Our Board has unanimously approved a change in our state of incorporation from California to Delaware (the
“Reincorporation”) pursuant to the terms of a merger agreement providing for us to merge into a newly formed
wholly-owned subsidiary incorporated in the State of Delaware (“W-S Delaware”), subject to the approval of our
shareholders and certain other conditions. The name of the company after the Reincorporation will remain
Williams-Sonoma, Inc. For purposes of the discussion below, the company as it currently exists as a corporation
organized under the laws of the State of California is sometimes referred to as “W-S California.”
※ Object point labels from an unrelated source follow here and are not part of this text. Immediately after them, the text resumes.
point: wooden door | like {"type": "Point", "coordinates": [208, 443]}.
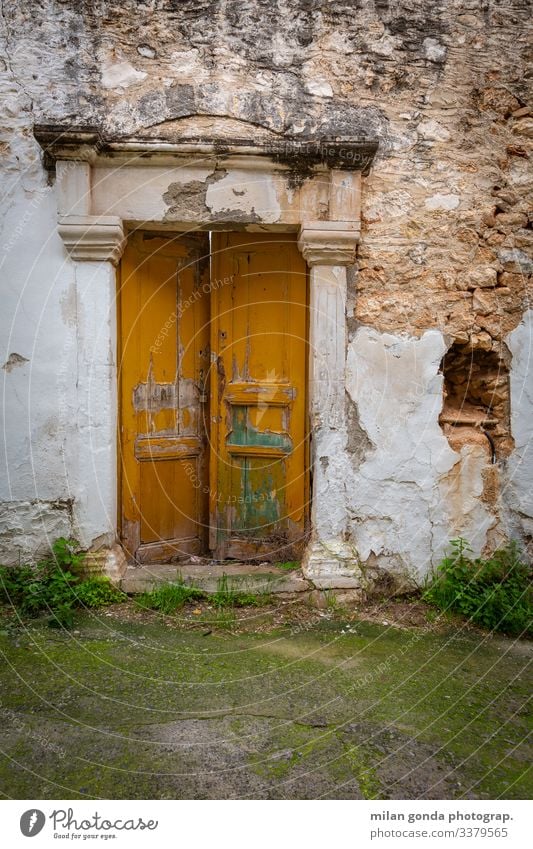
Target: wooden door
{"type": "Point", "coordinates": [258, 458]}
{"type": "Point", "coordinates": [164, 329]}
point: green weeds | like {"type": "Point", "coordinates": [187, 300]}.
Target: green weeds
{"type": "Point", "coordinates": [54, 586]}
{"type": "Point", "coordinates": [494, 593]}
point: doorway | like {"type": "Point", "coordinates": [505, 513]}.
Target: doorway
{"type": "Point", "coordinates": [213, 438]}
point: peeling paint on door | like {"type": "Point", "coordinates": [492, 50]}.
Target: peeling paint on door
{"type": "Point", "coordinates": [259, 499]}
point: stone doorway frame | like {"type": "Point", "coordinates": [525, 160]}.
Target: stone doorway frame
{"type": "Point", "coordinates": [312, 187]}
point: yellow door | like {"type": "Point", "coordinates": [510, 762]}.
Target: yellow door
{"type": "Point", "coordinates": [164, 329]}
{"type": "Point", "coordinates": [258, 457]}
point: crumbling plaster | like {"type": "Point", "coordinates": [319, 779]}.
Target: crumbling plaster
{"type": "Point", "coordinates": [445, 251]}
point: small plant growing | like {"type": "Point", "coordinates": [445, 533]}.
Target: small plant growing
{"type": "Point", "coordinates": [170, 597]}
{"type": "Point", "coordinates": [97, 591]}
{"type": "Point", "coordinates": [494, 593]}
{"type": "Point", "coordinates": [287, 565]}
{"type": "Point", "coordinates": [54, 586]}
{"type": "Point", "coordinates": [227, 595]}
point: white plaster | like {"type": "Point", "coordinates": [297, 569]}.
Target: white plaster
{"type": "Point", "coordinates": [431, 130]}
{"type": "Point", "coordinates": [439, 201]}
{"type": "Point", "coordinates": [518, 491]}
{"type": "Point", "coordinates": [395, 384]}
{"type": "Point", "coordinates": [412, 493]}
{"type": "Point", "coordinates": [434, 50]}
{"type": "Point", "coordinates": [245, 192]}
{"type": "Point", "coordinates": [121, 75]}
{"type": "Point", "coordinates": [319, 87]}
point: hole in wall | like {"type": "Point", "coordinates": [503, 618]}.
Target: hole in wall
{"type": "Point", "coordinates": [476, 405]}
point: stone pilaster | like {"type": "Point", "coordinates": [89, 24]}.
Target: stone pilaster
{"type": "Point", "coordinates": [328, 247]}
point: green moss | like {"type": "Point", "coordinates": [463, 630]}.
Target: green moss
{"type": "Point", "coordinates": [106, 692]}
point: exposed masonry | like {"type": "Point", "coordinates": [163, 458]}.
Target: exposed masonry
{"type": "Point", "coordinates": [441, 286]}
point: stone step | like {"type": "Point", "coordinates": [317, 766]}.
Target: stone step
{"type": "Point", "coordinates": [242, 577]}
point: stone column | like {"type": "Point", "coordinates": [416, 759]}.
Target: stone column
{"type": "Point", "coordinates": [95, 244]}
{"type": "Point", "coordinates": [328, 247]}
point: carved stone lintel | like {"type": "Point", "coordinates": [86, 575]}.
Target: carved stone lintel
{"type": "Point", "coordinates": [329, 242]}
{"type": "Point", "coordinates": [92, 238]}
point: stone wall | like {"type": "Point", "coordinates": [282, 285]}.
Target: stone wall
{"type": "Point", "coordinates": [445, 256]}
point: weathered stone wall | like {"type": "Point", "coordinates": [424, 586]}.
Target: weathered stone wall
{"type": "Point", "coordinates": [446, 243]}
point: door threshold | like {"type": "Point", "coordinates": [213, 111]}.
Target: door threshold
{"type": "Point", "coordinates": [206, 574]}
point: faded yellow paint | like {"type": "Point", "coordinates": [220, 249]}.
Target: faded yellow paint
{"type": "Point", "coordinates": [258, 459]}
{"type": "Point", "coordinates": [164, 333]}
The State of Delaware is recognized for adopting comprehensive, modern and flexible corporate laws that are
periodically revised to respond to the changing legal and business needs of corporations. Consequently, the
Delaware judiciary has become particularly familiar with corporate law matters and a substantial body of court
decisions has developed construing Delaware law. Delaware corporate law, accordingly, has been, and is likely
to continue to be, interpreted in many significant judicial decisions, a fact which may provide greater clarity and
predictability with respect to our corporate legal affairs. For this reason, the majority of public corporations,
including a majority of our peer companies, are incorporated in Delaware.
Our Board believes that the Reincorporation is in the best interests of the company and will help maximize
shareholder value. The Board also believes that the Reincorporation in Delaware will allow us to take advantage
of the certainty provided by extensive Delaware case law, provide us access to the specialized Delaware
Chancery Court, and help in the recruitment and retention of outside directors due to the more tested exculpation
and indemnification provisions permitted under Delaware law.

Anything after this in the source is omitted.